Exclusive: B.C. government concerned “first and foremost” about taxi industry

In a recording of a speech obtained by BIV under freedom of information, Peter Fassbender also suggested...

BIV files

A discussion paper on the regulation of ride-hailing services like Uber is expected this month, but the minister responsible told taxi drivers and owners that the BC Liberals have their back.

In a recording of a February 28 speech at the annual general meeting of the BC Taxi Association obtained by BIV under freedom of information, Peter Fassbender also suggested they put on a better face for the public.

“I need to tell you we, as a government, are concerned about the future of the taxi industry, first and foremost. And why is that?” Fassbender said at the meeting. “That is because all of you in this room, all of the companies represented, all of the individual drivers in this province, have invested their lives into this industry, and families’ lives are at stake in terms of the future of the industry.”

The speech, given by the Community, Sport and Cultural Development minister at the Sutton Place Hotel in Vancouver, came less than four weeks after two failed byelections in which the BC Liberals campaigned on the potential for convenience and lower costs from the so-called sharing economy embodied by services like Uber and accommodation rental marketplace Airbnb.

Fassbender said government was talking to industry, companies, individual drivers, local governments and chambers of commerce, “all of the people who have a vested interest in any change that we may contemplate making. But we’re not going to rush to change, we have no agenda in terms of timing, there is no secret hidden decisions that have been made.”

He also issued a challenge to the industry. “I know there’s lots of talk about technology [and] how it’s going to help your industry; the quality of the product that you put on four wheels every single day is critical. I will say this as a consumer: I think the industry has some work to do.

“You need to talk to yourselves and say what do we as an industry need to do to change? If public perception needs to be changed, what are we going to do as an industry to ensure the public sees us as the valuable contributors to the economy of B.C. that you are?”

During a brief question period, a man who said he was a Yellow Cab driver, but whose name was not audible, said: “Sir, if you bow to them [Uber], I have no problem, but they have to follow the same rules and regulations.”

Said Fassbender, “I didn’t hear a question, but what I did hear was you saying that it needs to be a fair and a level playing field. The answer to that is absolutely, and you’re the very example of the people we want to protect to make sure you and your families can benefit from the investment you’ve made.”

Another driver asked whether service hours could be extended on SkyTrain on weekends to reduce pressure on taxis.

“I think I’m the luckiest minister in government because not only do I have community sport and cultural development, but the premier gave me TransLink as something to work on,” Fassbender said. “We’re looking at the needs of the region for the next 10, 15, 20, 30 years. Transportation is absolutely critical, SkyTrain is one of the components, buses are one of the components, the taxi industry is one of the components for the future of moving people around. Am I going to make the statement that SkyTrain will run [later]? It comes down to doing the business analysis.”

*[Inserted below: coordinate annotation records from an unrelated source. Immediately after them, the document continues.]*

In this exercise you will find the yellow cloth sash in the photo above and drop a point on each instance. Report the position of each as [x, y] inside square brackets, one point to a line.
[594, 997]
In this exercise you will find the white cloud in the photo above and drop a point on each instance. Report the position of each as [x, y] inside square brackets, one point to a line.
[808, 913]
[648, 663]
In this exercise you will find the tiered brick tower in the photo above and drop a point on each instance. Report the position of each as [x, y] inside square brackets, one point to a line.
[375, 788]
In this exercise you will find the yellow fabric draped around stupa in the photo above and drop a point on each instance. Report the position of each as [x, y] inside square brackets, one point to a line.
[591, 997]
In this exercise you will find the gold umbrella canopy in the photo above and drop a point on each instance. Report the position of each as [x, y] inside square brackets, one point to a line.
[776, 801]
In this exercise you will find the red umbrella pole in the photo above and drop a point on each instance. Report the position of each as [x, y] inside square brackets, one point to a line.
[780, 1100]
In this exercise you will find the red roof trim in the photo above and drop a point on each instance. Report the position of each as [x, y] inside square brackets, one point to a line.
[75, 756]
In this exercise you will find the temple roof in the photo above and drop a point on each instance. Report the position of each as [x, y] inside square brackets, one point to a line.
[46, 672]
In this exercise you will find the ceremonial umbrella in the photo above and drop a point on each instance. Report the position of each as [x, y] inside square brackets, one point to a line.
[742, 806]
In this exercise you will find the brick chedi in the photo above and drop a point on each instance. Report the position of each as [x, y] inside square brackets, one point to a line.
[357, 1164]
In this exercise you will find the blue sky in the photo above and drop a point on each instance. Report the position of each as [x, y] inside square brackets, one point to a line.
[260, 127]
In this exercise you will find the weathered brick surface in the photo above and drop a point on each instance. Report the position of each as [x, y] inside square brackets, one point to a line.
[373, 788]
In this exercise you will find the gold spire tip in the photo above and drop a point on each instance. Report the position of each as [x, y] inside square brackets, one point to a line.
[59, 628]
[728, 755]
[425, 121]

The taxi industry is politically valuable to both the BC Liberals and NDP. Elections BC’s database shows that taxi companies and organizations have donated $93,550 to the BC NDP (including $47,100 from the BC Taxi Association and Vancouver Taxi Association) versus $87,365 to the BC Liberals (including $53,850 from the same associations). Many taxi drivers are based in battleground ridings in South Vancouver, Surrey and Abbotsford.

How forward-thinking will the government’s discussion paper be about this rapidly changing industry?

The Quebec government agreed this month to a one-year pilot project to allow Uber to continue there, but Uber must pay a per-ride fee to government and Uber drivers must qualify for the same licence held by taxi and limousine drivers. Representatives of Quebec taxi drivers have applied for a court injunction to shut Uber down.

The future for both modes is driverless. NuTonomy, a Massachusetts Institute of Technology spinoff, launched a driverless taxi pilot project in Singapore in late August, less than a month before Uber began its test of a driverless Ford Fusion fleet in Pittsburgh. NuTonomy and Uber deployed backup drivers in case of emergency.